Hi, we value your feedback. Currently Face API doesn't support this scenario (create person using detected face id parameter). You'd need to add persons to the person directory and add face images accordingly. However, this is a good optimization use case and I'll forward your feedback to the product group. Sorry for any inconvenience.
Azure FaceClient / PersonDirectory API usage
Hi there,
I've just upgraded my code to use the new PersonDirectory API, via the Microsoft.Azure.CognitiveServices.Vision.Face v2.8.0-preview-1 .Net package. I have a question about the use of the API.
What I want to do in my code is the following:
- Post an image to the 'Detect' API, to have it find and detect faces in the image.

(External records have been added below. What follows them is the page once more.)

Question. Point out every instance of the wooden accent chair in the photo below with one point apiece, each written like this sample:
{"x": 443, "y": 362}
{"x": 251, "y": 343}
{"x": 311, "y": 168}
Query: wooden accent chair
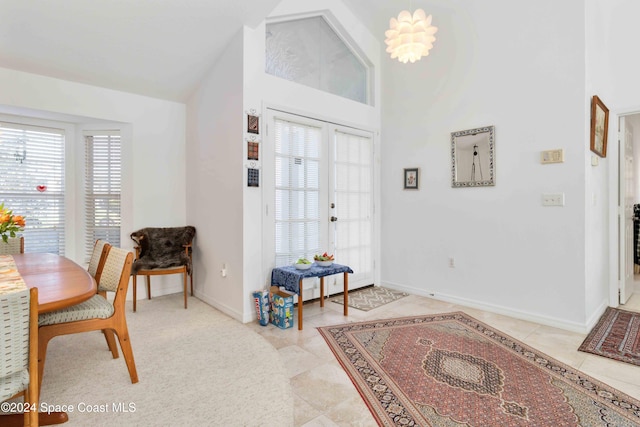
{"x": 97, "y": 313}
{"x": 15, "y": 245}
{"x": 19, "y": 350}
{"x": 96, "y": 264}
{"x": 162, "y": 251}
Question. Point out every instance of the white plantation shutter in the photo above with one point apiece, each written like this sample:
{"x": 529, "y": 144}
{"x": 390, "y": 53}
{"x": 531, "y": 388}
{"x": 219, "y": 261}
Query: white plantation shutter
{"x": 103, "y": 164}
{"x": 297, "y": 191}
{"x": 32, "y": 176}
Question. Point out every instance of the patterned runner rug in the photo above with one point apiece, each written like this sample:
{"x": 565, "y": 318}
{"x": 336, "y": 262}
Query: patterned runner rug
{"x": 616, "y": 336}
{"x": 371, "y": 297}
{"x": 453, "y": 370}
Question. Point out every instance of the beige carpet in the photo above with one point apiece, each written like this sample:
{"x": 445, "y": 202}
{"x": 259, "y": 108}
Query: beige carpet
{"x": 196, "y": 367}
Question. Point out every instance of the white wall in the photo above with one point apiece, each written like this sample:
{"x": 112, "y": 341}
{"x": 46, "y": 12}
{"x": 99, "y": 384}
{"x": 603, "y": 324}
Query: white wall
{"x": 215, "y": 181}
{"x": 153, "y": 144}
{"x": 520, "y": 67}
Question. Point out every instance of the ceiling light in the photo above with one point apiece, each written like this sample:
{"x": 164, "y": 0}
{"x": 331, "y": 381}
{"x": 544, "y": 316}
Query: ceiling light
{"x": 409, "y": 38}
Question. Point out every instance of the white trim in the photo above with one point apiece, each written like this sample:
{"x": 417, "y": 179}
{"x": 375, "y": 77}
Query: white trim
{"x": 517, "y": 314}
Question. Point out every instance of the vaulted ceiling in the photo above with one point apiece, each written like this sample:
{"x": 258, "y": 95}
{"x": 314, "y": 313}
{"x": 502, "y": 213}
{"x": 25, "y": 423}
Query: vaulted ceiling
{"x": 155, "y": 48}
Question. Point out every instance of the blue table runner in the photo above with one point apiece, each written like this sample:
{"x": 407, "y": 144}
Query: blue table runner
{"x": 289, "y": 277}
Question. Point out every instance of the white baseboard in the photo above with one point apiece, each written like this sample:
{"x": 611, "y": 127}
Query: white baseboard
{"x": 223, "y": 308}
{"x": 518, "y": 314}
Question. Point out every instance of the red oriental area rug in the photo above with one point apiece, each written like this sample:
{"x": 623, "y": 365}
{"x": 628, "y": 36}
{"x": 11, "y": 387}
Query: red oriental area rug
{"x": 453, "y": 370}
{"x": 616, "y": 336}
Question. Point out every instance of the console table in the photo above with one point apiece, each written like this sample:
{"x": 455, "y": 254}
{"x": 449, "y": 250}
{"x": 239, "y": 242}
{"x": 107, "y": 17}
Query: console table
{"x": 290, "y": 278}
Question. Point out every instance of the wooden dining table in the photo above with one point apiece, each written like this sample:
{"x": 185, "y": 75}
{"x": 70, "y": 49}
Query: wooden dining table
{"x": 61, "y": 283}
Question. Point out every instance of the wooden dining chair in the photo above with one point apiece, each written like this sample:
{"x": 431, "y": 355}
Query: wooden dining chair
{"x": 163, "y": 250}
{"x": 15, "y": 245}
{"x": 96, "y": 265}
{"x": 19, "y": 350}
{"x": 97, "y": 313}
{"x": 98, "y": 258}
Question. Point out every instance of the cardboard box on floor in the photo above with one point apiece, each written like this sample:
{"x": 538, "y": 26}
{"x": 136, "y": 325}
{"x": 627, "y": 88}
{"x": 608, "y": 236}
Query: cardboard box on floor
{"x": 281, "y": 313}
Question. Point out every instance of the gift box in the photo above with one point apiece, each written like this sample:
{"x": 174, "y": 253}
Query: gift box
{"x": 281, "y": 313}
{"x": 261, "y": 303}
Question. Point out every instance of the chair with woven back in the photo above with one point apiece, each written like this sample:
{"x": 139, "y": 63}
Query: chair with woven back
{"x": 97, "y": 313}
{"x": 13, "y": 245}
{"x": 19, "y": 350}
{"x": 96, "y": 265}
{"x": 163, "y": 250}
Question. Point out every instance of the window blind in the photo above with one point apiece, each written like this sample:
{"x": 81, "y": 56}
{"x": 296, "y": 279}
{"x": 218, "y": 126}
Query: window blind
{"x": 297, "y": 191}
{"x": 32, "y": 177}
{"x": 103, "y": 163}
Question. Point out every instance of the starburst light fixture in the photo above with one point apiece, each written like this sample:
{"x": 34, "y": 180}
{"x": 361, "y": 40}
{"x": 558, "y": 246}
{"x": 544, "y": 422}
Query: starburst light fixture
{"x": 409, "y": 38}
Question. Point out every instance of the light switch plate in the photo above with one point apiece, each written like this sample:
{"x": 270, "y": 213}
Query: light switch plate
{"x": 552, "y": 156}
{"x": 553, "y": 199}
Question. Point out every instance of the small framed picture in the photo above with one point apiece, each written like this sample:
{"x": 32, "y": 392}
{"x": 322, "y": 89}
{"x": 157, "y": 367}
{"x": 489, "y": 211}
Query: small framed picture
{"x": 599, "y": 126}
{"x": 253, "y": 151}
{"x": 411, "y": 177}
{"x": 253, "y": 124}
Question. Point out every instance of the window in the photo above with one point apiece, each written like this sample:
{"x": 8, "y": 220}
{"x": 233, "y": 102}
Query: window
{"x": 310, "y": 52}
{"x": 297, "y": 191}
{"x": 102, "y": 188}
{"x": 32, "y": 176}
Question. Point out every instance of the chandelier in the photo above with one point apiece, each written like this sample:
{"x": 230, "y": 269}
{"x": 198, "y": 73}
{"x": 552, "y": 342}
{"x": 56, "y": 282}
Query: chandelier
{"x": 409, "y": 38}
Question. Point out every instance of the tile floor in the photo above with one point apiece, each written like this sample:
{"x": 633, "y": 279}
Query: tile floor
{"x": 324, "y": 395}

- Get the list of faceIDs returned from the Detect API, and pass them into the Identify API to get a corresponding PersonID, which I have stored in my local DB. I can then display the person's name, etc.
- For any faces that are not identified, I then create a new Person via the CreatePersonAsync API. There is no way to pass a FaceID to this API.
- At this point, the next thing I have to do is to call AddFaceFromStreamAsync to upload a face image to associate with the newly created person, which will then associate that face with the person in my PersonDirectory, and trigger the back end to train.
Clearly, this isn't very efficient. I have to upload the original image passed to Detect for a second time, passing in the rectangle that the Detect API returned, to tell Azure Face that this is a face for that person. Alternatively, I can upload a cropped image with just the face for that person. But all of this seems entirely pointless, given that I just uploaded the original photo in step one above.
Is there any way that I can combine the operations so that I can just do the following:
- Post an image to the 'Detect' API, to have it find and detect faces in the image.
- Get the list of faceIDs returned from the Detect API, and pass them into the Identify API to get a corresponding PersonID from my local DB
- For any faces that are not identified, I then create a new Person via the CreatePersonAsync API, passing the already-detected FaceID and having the recognition engine store the characteristics of that face against the new person entry?
Doing this would a) reduce the amount of ingress needed to MSFT's servers, and b) reduce the number of transactions I need to process, since I could call Detect once, Identify once, and then CreatePersonAsync once (passing the list of faceIDs), meaning 3 transactions per image. Currently, I have to do 2 + (n) per image, where n is the number of new faces in a photograph.